Al entrar al gremio, Arthur vio a ese grupo de aventureros que intentaban convencer a otro tipo. Simplemente los ignoró y fue directo al mostrador.
—¿Volviste a vender tus materiales? —preguntó la recepcionista con una sonrisa.
—Sí, estos son los que tengo —respondió Arthur, abriendo la bolsa y colocando los objetos sobre la mesa.
La mujer empezó a contar y a sacar cuentas.
—Cola de escorpión: 4, igual a 4 platas… Garras de lobo: 15, son 750 cobres… Núcleos de una corona: 7; eso hace 35 platas. En total son 46 platas y 50 cobres.
Arthur no pudo evitar sonreír de oreja a oreja. Nunca había tenido tanto dinero desde que llegó a Lost…
Recibió su pago y se preparó para salir, pero fue interceptado por el mismo grupo de aventureros que había visto antes.
—Oye tú, hace poco te promocionaron a Plata, ¿cierto? —¿Te interesa unirte para una misión en el Bosque Púrpura? —preguntó un hombre de barba espesa y coleta de caballo.
Desconcertado, Arthur frunció el ceño.
—¿Y tú quién eres?
El tipo se tocó la cabeza, algo torpe.
—Tsk… Perdón, perdón Me llamo Ralft. Estamos armando un equipo para explorar la tercera capa del Bosque Púrpura.
Arthur arqueó una ceja y, tras pensarlo unos segundos, respondió:
—Soy Arthur, pero si quieres puedes llamarme Schopenhauer. Mucho gusto.
Ambos se estrecharon la mano.
—Bien, Schopenhauer ¿Qué dices, te unes?
Aunque hace momento dije que era para débiles y cobardes ir en grupo, si vuelvo a ir solo, terminaré como comida de bestias…

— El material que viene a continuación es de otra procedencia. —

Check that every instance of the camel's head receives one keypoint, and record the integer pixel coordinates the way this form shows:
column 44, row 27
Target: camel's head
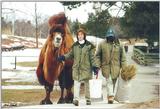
column 57, row 35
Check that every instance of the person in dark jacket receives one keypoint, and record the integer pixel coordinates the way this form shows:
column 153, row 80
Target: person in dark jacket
column 111, row 58
column 82, row 53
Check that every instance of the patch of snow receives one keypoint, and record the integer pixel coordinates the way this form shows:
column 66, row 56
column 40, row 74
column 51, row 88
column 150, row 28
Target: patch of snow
column 141, row 44
column 19, row 76
column 82, row 105
column 20, row 87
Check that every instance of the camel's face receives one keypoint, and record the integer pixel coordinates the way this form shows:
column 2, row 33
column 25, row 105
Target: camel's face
column 57, row 39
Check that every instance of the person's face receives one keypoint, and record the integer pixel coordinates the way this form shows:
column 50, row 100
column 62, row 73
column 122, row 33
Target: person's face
column 80, row 36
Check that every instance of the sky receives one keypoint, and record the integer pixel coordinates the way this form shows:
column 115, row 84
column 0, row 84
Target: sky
column 47, row 9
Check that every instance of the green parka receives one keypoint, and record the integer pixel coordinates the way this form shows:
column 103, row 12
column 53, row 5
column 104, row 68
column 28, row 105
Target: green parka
column 83, row 60
column 111, row 58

—Suena bien… pero ahora estoy esperando que el herrero me termine unas armas. ¿Cuándo piensan ir?
—En cinco días.
—Excelente. Acepto.
—Genial. Nos vemos en la puerta sur en cinco días —dijo Ralft antes de retirarse.
Arthur se despidió y salió del gremio. Caminó por las calles de Lacos, pensando en cómo gastar su dinero.
Si voy a volver al bosque, debería hacer preparativos, comprar buen equipo y provisiones. Tal vez podría pedirle al viejo orco que me haga armaduras o un casco con las piedras de maná que me quedan…
Mientras andaba sumido en sus pensamientos, se detuvo frente a una tienda. El letrero decía: "Alquimia y hechicería".
Vaciló por un momento, pero terminó entrando.
Dentro, un anciano de cabello gris y piel seca bebía té tras un mostrador, completamente absorto en un libro.
Arthur escudriñó por un momento la tienda; estanterías repletas de libros y calderos adornaban el interior. Al parecer, el hombre no notó su llegada.
Tosió un par de veces.
—Disculpe, señor
El anciano se sobresaltó, casi derramando su té, y miró al joven.
—Bienvenido, joven. ¿Qué deseas?
—¿Qué vende exactamente esta tienda?
—Todo lo que ves aquí: libros de encantamientos, pociones, calderos de alquimia… todo lo relacionado con alquimia y hechicería.
Arthur dudó un instante.
—¿Tiene algún libro que enseñe alquimia?
El anciano lo miró con interés.
—¿Quieres aprender alquimia?
—Solo es por curiosidad… No tengo marca ni habilidad para usar.
El viejo se echó a reír.
—Para la alquimia no se necesita una marca, solo un caldero y una llama mágica.
Arthur abrió los ojos, sorprendido.
—¿Es en serio?
El anciano asintió y sacó un libro polvoriento de una estantería.
—Este explica los conceptos básicos. Léelo, y si te interesa, vuelve a verme.
Arthur tomó el libro, agradeció y salió de la tienda. Miró la portada con interés antes de guardarlo.
El resto del día lo dedicó a recorrer más tiendas, comprando varios libros sobre magia, hierbas, hechizos y conocimientos generales. Los días que no estuviera cazando, los pasaría aprendiendo más sobre este mundo.
Después de comer en varios puestos y recorrer las calles, se detuvo frente a la fuente donde conoció a Fista. Recordó aquellos ojos dorados, tan tranquilos y fríos como un lago.
Me pregunto dónde estará… La última vez me dijo que nos veríamos en month. Tal vez, cuando termine mis asuntos en este pueblo, podría visitarla…
Arthur suspiró.
Poco a poco me voy acostumbrando a este mundo, pero la soledad no desaparece. Pensar en las personas que me extrañan en el otro mundo me hace querer volver…
Frente a la fuente, se podía ver a un joven melancólico. Sus ojos mostraban una soledad interminable, mientras el atardecer teñía el cielo de naranja.